A biopsy is removal of a small sample of tissue for examination under a microscope. It is the definitive test for almost all cancers — and is often needed for many non-cancerous conditions too (inflammation, infection, immune diseases). Imaging can suggest a diagnosis; a biopsy confirms it.

Common types

  • FNAC (fine-needle aspiration) — a thin needle takes cells; fast, often in clinic.
  • Core needle biopsy — a slightly thicker needle takes a small cylinder of tissue; provides more information.
  • Punch biopsy — small circle of skin or mucosa.
  • Incisional biopsy — a piece of a lesion.
  • Excisional biopsy — the entire lesion removed.
  • Endoscopic biopsy — during gastroscopy, colonoscopy, bronchoscopy, cystoscopy.
  • Image-guided biopsy — ultrasound or CT-guided, for deep organs (liver, lung, pancreas, lymph node).
  • Surgical biopsy — under anaesthesia for difficult-to-reach areas.
  • Bone marrow biopsy — for blood disorders.
  • Liquid biopsy — blood test looking for tumour DNA; a specialised, newer option.

What to expect

  • Most biopsies are outpatient, done under local anaesthesia.
  • Fasting may be required for endoscopic or image-guided procedures.
  • Bleeding and clotting medicines — tell a Health Expert; some need adjusting.
  • A small wound, mild soreness afterwards is normal.
  • Results typically take 3-7 days; complex molecular tests can take 2-3 weeks.
  • Make sure a follow-up visit is scheduled to discuss the report.

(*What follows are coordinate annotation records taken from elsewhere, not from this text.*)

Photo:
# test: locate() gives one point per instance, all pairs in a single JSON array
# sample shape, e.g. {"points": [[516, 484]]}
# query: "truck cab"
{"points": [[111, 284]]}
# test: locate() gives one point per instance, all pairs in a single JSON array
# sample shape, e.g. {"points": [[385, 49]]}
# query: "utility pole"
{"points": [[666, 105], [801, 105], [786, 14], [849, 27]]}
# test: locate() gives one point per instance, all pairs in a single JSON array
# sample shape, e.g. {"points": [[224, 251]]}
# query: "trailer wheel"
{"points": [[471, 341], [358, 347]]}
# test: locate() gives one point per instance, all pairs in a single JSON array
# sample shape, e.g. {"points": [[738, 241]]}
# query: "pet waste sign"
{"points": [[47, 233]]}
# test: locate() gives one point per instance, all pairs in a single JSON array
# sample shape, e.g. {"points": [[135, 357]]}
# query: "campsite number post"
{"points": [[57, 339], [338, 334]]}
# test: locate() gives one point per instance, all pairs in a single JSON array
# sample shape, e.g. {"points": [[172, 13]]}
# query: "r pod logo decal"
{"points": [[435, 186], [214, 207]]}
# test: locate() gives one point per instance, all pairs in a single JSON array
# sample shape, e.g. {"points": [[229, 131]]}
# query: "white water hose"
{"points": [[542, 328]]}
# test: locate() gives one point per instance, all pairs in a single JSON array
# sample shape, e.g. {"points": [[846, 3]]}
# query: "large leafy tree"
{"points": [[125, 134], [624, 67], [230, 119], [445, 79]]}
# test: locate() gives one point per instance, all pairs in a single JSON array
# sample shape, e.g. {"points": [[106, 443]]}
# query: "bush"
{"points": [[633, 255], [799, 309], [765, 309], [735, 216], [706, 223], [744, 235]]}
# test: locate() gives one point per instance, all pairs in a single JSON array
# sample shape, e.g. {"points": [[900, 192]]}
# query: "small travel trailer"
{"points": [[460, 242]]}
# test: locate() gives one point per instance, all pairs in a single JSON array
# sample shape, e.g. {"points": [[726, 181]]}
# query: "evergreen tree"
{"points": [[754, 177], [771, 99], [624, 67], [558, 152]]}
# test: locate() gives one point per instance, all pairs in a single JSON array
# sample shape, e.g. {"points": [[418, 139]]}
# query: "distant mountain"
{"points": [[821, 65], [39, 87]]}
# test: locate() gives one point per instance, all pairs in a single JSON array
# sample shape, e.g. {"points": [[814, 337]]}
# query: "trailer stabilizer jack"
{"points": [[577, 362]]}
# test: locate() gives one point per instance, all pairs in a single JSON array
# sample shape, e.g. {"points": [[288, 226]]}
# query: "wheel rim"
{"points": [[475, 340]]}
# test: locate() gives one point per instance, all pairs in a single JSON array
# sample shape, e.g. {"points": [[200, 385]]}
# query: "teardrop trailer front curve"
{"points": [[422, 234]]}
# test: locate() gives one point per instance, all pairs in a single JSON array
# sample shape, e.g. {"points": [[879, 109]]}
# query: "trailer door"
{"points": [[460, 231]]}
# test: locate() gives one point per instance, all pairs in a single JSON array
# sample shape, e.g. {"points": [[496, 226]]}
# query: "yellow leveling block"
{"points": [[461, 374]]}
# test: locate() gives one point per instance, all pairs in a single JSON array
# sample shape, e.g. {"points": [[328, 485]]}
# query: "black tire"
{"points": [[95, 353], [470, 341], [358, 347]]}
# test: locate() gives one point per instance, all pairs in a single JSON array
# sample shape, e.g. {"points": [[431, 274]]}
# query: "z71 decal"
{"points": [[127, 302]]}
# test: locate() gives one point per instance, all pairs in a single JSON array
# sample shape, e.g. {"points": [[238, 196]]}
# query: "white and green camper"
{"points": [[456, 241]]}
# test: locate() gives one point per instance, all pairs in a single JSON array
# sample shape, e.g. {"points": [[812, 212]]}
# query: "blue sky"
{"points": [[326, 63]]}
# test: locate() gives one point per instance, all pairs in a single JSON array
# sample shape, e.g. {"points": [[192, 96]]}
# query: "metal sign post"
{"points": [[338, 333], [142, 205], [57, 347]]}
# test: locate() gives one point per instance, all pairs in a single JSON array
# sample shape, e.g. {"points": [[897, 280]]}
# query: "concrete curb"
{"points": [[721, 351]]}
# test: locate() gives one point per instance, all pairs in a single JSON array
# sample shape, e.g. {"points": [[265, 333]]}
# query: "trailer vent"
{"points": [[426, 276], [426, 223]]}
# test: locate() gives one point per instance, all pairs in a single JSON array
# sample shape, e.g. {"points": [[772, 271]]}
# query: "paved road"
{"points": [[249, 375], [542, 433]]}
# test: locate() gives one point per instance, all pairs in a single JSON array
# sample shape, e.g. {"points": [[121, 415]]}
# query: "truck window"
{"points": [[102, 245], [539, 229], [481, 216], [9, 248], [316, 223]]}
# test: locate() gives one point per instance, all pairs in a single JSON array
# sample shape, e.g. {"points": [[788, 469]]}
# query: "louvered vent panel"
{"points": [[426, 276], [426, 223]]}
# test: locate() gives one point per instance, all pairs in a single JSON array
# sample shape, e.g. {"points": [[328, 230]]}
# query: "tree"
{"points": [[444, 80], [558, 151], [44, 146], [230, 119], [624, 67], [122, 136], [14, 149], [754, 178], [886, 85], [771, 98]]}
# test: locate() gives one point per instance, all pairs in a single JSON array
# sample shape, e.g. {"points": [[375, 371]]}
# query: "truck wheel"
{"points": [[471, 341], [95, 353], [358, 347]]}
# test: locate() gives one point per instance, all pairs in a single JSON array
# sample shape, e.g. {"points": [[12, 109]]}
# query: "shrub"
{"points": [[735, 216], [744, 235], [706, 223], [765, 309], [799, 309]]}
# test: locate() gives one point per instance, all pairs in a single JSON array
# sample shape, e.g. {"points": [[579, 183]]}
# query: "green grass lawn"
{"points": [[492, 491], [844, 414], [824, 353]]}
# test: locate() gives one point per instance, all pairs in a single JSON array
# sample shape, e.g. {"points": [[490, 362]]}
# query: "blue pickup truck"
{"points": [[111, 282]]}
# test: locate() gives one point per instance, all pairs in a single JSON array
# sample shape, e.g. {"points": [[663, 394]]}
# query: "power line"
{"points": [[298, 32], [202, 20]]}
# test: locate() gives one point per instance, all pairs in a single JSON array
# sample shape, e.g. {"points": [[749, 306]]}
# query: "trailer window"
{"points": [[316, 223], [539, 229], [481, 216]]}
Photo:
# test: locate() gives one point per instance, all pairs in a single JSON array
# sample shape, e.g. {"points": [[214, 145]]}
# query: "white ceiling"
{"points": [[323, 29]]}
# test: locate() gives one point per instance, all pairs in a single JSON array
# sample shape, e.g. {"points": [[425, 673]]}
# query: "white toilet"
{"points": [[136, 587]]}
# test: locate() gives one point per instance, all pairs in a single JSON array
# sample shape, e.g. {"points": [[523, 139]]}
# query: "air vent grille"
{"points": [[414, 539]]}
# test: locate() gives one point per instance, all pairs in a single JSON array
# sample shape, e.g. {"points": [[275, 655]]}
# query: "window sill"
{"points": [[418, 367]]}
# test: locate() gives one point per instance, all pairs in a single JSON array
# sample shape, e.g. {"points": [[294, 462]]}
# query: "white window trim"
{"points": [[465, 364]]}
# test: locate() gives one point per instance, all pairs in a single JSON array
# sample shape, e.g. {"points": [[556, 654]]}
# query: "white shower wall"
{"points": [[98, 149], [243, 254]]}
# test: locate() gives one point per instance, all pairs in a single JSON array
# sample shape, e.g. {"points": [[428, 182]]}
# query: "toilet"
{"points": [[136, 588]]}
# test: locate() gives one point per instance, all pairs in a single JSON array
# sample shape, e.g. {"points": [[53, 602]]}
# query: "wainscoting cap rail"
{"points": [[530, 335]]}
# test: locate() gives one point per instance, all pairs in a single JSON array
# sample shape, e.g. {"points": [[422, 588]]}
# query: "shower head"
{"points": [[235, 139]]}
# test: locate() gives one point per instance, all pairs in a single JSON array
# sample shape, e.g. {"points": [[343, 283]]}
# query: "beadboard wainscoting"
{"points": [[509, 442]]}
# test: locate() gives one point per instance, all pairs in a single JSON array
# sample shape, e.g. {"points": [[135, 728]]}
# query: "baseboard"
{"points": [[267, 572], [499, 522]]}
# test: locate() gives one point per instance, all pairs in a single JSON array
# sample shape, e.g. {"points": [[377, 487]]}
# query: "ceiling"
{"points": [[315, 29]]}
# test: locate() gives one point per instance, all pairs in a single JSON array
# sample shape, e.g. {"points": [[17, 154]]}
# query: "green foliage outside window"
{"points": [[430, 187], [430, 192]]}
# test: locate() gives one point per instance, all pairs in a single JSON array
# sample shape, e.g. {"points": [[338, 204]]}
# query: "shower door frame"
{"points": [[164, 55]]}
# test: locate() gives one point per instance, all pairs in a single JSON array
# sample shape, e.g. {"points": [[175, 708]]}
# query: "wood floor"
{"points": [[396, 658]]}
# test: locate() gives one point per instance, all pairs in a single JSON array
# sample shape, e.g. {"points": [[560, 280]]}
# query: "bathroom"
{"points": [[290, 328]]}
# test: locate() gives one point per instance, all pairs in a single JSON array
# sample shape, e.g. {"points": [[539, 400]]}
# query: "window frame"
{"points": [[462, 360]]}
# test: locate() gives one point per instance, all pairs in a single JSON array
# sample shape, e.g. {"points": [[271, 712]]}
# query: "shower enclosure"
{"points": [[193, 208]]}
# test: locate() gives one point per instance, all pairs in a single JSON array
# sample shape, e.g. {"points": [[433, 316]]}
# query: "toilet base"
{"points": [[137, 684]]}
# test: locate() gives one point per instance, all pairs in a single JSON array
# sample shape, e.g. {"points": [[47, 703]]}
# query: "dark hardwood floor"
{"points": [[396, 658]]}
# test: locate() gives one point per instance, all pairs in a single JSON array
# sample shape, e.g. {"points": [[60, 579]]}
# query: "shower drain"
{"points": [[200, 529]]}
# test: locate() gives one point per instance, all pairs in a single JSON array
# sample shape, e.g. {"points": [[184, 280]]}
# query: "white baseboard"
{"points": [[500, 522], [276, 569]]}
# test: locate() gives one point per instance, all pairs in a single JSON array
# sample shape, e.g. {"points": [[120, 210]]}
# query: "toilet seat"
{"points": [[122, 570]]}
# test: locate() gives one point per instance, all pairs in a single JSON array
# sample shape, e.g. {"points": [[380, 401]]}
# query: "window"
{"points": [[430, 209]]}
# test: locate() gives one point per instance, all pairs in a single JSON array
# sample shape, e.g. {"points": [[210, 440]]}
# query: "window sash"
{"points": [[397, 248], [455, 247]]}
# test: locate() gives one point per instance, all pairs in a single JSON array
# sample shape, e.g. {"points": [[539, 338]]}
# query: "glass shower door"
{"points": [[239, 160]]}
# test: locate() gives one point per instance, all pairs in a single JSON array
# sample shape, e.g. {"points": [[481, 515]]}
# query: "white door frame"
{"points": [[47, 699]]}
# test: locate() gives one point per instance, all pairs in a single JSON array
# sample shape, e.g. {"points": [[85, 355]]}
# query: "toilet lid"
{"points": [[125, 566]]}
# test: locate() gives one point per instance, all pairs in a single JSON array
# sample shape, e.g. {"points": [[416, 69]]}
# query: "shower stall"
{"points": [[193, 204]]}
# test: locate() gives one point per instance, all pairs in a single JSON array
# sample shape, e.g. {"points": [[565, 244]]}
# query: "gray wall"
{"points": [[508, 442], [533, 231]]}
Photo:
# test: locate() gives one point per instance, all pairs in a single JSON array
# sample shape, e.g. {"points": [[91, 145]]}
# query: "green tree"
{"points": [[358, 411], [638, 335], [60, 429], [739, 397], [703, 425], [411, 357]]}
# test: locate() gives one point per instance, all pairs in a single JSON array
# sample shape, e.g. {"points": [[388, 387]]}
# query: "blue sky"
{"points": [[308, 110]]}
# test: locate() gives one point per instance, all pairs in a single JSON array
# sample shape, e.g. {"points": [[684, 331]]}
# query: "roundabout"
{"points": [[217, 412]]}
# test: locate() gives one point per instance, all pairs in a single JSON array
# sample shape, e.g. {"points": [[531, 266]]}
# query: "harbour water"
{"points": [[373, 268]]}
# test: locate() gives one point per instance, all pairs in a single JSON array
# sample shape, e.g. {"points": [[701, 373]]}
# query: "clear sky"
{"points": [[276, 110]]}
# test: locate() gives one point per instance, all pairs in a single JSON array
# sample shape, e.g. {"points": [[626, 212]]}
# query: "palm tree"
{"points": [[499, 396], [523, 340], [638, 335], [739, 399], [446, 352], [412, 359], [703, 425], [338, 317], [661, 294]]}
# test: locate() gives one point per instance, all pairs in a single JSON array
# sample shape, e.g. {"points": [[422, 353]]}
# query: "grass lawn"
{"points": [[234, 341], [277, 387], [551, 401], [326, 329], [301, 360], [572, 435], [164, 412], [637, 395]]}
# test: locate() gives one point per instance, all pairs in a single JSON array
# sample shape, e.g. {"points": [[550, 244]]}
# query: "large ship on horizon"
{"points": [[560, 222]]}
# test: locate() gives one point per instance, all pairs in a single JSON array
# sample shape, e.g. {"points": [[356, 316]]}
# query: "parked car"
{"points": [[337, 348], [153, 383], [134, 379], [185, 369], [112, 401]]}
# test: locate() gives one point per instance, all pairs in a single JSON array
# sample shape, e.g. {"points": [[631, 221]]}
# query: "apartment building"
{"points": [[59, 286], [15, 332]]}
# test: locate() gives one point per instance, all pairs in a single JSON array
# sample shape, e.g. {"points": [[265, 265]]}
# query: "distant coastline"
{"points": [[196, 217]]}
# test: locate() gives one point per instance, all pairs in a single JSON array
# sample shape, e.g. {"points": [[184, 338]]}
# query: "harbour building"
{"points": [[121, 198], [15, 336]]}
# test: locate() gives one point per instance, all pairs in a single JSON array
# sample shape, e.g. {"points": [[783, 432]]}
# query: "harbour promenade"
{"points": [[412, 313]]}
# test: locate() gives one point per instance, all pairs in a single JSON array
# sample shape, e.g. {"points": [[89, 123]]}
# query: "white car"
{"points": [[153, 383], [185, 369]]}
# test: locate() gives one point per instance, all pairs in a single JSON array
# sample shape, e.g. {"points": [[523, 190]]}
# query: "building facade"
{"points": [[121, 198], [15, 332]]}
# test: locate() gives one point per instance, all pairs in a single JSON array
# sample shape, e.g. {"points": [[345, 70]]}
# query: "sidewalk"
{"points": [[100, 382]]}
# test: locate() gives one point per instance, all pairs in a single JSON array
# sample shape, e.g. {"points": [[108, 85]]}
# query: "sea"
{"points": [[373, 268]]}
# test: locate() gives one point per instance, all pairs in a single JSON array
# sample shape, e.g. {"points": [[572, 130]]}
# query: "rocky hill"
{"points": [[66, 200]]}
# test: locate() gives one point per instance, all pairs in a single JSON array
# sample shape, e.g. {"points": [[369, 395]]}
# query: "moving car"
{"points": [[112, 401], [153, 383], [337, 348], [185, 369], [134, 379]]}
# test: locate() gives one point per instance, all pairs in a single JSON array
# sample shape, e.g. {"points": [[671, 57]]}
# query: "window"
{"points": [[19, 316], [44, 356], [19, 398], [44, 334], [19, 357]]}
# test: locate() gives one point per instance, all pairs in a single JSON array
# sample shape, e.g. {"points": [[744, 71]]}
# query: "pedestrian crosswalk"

A biopsy does NOT "spread" cancer

This is a common worry, especially in India. In modern practice, biopsy causing clinically significant cancer spread is exceedingly rare and never a reason to avoid a needed diagnosis. Without a biopsy, treatment would be guesswork — and guessing is far more dangerous. Trust the process.

After the report

A good pathology report lists tumour type, grade, key markers (ER/PR/HER2 in breast; EGFR/ALK in lung; HER2/MMR in colon; PD-L1; etc). Ask for a copy. Specialist molecular testing is available at Indian reference labs when needed — discuss with the oncology team which tests are worth doing.